IFN-gamma and IFN-beta independently stimulate the expression of lipopolysaccharide-inducible genes in murine peritoneal macrophages

T A Hamilton, N Bredon, Y Ohmori, C S Tannenbaum
Journal of Immunology 1989 April 1, 142 (7): 2325-31
We have recently described the isolation and characterization of a set of cDNA encoding genes whose expression is induced or enhanced in murine peritoneal macrophages by treatment with LPS. In the present report we have analyzed the expression of the mRNA which hybridize with these cDNA probes in macrophages treated with other cytokines known to modulate functional activity. Three distinct patterns of expression have been documented.
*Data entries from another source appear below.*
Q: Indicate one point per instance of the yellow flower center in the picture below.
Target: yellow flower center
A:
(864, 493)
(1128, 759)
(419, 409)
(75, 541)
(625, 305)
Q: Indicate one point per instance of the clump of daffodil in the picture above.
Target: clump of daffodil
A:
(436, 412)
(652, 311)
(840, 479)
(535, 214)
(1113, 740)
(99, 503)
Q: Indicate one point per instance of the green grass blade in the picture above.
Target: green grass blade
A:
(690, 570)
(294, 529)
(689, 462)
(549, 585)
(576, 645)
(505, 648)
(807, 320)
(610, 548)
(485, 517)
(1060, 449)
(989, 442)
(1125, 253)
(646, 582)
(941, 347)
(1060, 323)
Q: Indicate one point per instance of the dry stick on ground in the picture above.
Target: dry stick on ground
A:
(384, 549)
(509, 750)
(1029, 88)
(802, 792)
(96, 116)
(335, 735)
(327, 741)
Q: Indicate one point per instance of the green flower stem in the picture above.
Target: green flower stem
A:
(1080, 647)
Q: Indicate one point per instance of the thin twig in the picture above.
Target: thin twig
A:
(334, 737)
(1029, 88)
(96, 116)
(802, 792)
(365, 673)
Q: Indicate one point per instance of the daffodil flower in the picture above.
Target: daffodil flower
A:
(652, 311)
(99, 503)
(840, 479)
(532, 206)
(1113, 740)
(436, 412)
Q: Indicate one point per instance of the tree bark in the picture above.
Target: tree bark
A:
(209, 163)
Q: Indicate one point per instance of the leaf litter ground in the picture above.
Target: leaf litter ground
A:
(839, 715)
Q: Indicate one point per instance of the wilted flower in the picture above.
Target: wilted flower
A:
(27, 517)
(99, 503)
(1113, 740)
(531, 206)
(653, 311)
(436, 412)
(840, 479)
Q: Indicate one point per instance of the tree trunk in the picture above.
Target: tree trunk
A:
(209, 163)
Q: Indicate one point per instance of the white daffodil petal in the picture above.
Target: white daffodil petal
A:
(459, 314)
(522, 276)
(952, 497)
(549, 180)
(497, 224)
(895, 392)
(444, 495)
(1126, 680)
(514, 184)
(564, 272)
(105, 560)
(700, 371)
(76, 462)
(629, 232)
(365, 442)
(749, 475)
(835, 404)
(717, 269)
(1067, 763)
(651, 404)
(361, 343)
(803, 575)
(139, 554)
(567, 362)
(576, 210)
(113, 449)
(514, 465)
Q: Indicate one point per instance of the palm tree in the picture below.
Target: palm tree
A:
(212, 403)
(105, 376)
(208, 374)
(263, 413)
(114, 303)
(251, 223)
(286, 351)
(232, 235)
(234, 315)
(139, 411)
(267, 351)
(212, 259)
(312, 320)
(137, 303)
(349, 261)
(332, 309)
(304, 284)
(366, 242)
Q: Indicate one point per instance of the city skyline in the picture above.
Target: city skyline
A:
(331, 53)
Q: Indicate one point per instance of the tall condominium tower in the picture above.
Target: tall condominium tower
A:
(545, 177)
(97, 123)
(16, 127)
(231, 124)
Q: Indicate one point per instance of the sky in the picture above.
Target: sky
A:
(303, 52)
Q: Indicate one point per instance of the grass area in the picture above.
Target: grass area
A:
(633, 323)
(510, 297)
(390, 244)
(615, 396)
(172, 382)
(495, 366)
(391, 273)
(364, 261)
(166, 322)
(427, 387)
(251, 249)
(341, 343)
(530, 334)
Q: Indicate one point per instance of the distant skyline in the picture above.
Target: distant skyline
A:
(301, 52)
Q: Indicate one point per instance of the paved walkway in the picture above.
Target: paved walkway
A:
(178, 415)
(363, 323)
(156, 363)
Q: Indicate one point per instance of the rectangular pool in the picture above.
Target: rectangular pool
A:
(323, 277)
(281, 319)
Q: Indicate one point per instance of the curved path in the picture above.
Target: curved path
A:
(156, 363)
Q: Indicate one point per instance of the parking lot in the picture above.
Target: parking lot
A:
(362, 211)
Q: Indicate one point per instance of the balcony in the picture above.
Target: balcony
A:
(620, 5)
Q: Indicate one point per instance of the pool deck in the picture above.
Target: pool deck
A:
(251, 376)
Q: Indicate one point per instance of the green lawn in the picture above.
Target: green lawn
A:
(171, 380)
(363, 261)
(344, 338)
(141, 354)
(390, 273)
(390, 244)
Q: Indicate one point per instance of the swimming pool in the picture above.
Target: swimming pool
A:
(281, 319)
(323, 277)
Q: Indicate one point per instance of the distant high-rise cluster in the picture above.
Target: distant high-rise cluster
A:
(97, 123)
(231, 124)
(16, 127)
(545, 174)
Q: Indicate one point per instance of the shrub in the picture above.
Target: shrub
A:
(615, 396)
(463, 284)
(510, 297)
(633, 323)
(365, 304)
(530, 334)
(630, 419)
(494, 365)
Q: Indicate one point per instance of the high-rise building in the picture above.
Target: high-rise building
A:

Two genes (D3 and C7) are inducible by LPS, IFN-gamma, and IFN-beta; D3 is comparably sensitive to all three, whereas C7 is more sensitive to LPS and IFN-gamma than to IFN-beta. The mRNA encoded by D8 is expressed in response to LPS and IFN-beta but not in response to IFN-gamma. Finally the gene encoded by D5 is inducible only in cells treated with LPS. The expression of all three cytokine-inducible mRNA was both dose and time dependent and was mediated by increased transcriptional activity of the genes. As with stimulation by LPS, the expression induced by IFN was independent of protein synthesis and occurred in a rapid and transient fashion. TNF-alpha had little or no detectable effect on any of the genes by themselves. The expression of C7, however, could be induced synergistically by treatment with a combination of TNF-alpha and either IFN-gamma of IFN-beta. The expression of these genes was not specific for macrophages as both IFN were able to induce a comparable pattern of gene expression in BALB/c 3T3 cells. Treatment of macrophages with dexamethasone inhibited LPS-induced C7 and D8 expression but did not affect that seen in response to IFN-gamma or IFN-beta, respectively. The results suggest that IFN and LPS act to modulate early gene expression by the generation of at least three overlapping but distinct signaling pathways. In some cases the pathway(s) which mediate response to LPS appear to be mechanistically distinct from those which mediate response to IFN-beta or IFN-gamma. The spectrum of stimuli and cell types which express these and other early genes suggest that they may play an important role in orchestration of the inflammatory response.